Me aferré a sus brazos, tan lisos, tan musculosos, tan sólidos.

– No te dejaré…

– Ni yo -dijo Frost, luchando por sentarse en el asiento trasero.

– ¡Frost! -Casi le gritó Doyle, -no confío en nadie, que no seas tú o yo para mantenerla a salvo. Si no puedo ser yo, entonces debes ser tú.

– Entre y conduzca, Charlie -dijo Bancroft.

El agente más joven no discutió esta vez; se puso detrás del volante. Yo todavía me aferraba a Doyle, negando con la cabeza repetidas veces. Otro de los polis había conseguido un botiquín. Bancroft lo tomó y subió al asiento posterior con Frost.

– No -le dije a Doyle. -Yo soy la princesa aquí, no tú.

– Tu deber es vivir -dijo Doyle.

Sacudí la cabeza.

– Si tú mueres, no estoy segura de querer hacerlo.

Doyle me besó entonces, intensa y ferozmente. Traté de perderme en aquel beso, pero él se alejó bruscamente y me cerró de golpe la puerta en la cara.

Los seguros de las puertas se activaron. Eché un vistazo al agente, que dijo…

– Tenemos que mantenerla segura, Princesa.

– Abra la puerta -le exigí.

Él no me hizo caso y encendió el motor, dándole gas. En ese momento el viento se precipitó de golpe sobre el coche, con tal fuerza que lo empujó hacia un lado. Charlie luchó por mantener el coche en el aparcamiento y alejado de los árboles.

– ¡Conduzca! -Gritó Bancroft -¡Conduzca como un hijo de puta!

Entonces miré, porque tenía que hacerlo. La jauría salvaje se había abierto camino, y fue igual que en la caverna, cuando la oscuridad se dividió y las pesadillas empezaron a surgir.
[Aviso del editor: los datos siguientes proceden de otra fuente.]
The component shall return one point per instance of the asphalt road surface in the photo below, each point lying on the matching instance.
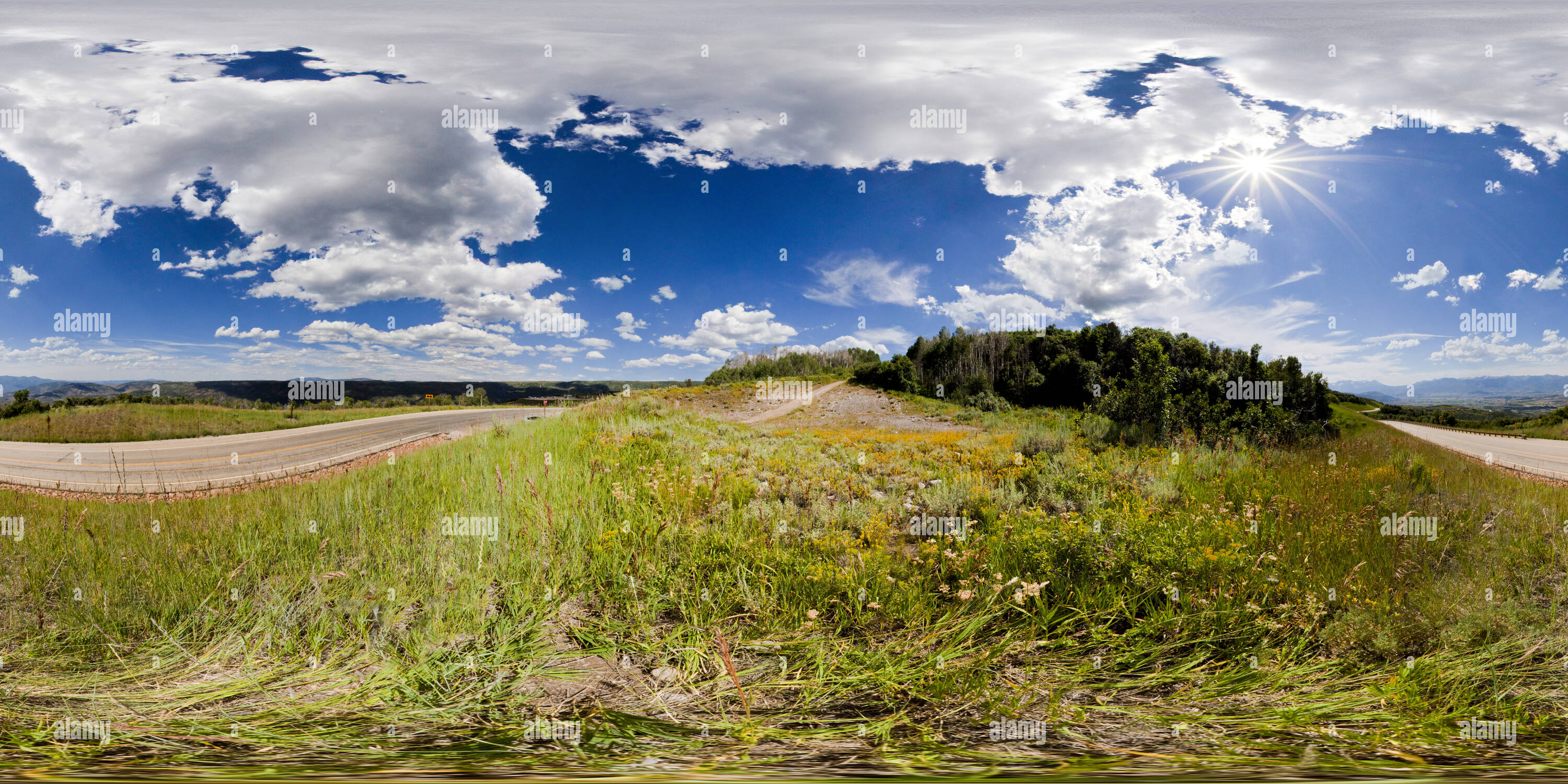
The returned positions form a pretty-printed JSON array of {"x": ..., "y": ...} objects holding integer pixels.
[
  {"x": 1545, "y": 457},
  {"x": 222, "y": 462}
]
Pero ahora las pesadillas eran más sólidas. O tal vez era, que ahora que los había visto, no podía dejar de verlos.

Un abrigo voló sobre mi cara, y quedé atrapada en él.

– No mires, Merry -dijo Frost con voz ahogada, -no mires.
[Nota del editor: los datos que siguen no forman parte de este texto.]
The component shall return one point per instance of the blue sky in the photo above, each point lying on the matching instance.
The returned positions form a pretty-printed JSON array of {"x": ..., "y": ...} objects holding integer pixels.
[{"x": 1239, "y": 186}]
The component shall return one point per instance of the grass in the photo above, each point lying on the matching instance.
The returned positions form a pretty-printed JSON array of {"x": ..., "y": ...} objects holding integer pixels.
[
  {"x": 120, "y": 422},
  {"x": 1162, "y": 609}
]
– Póngase el abrigo, Princesa -dijo Bancroft. -La llevaremos al hospital.

Sostuve el abrigo en mis brazos, pero me giré para mirar atrás.

La policía estaba disparando a la jauría. Mistral iluminó el cielo con relámpagos, y uno de los policías se derrumbó en el suelo. ¿Estaba gritando? El horror se desbordó sobre Sholto que desapareció. Doyle saltó hacia los tentáculos y dientes, su espada brillando a la luz de la luna. Grité su nombre, pero la última cosa que vi antes de perdernos en la oscuridad fue a Doyle caer bajo el peso de las pesadillas.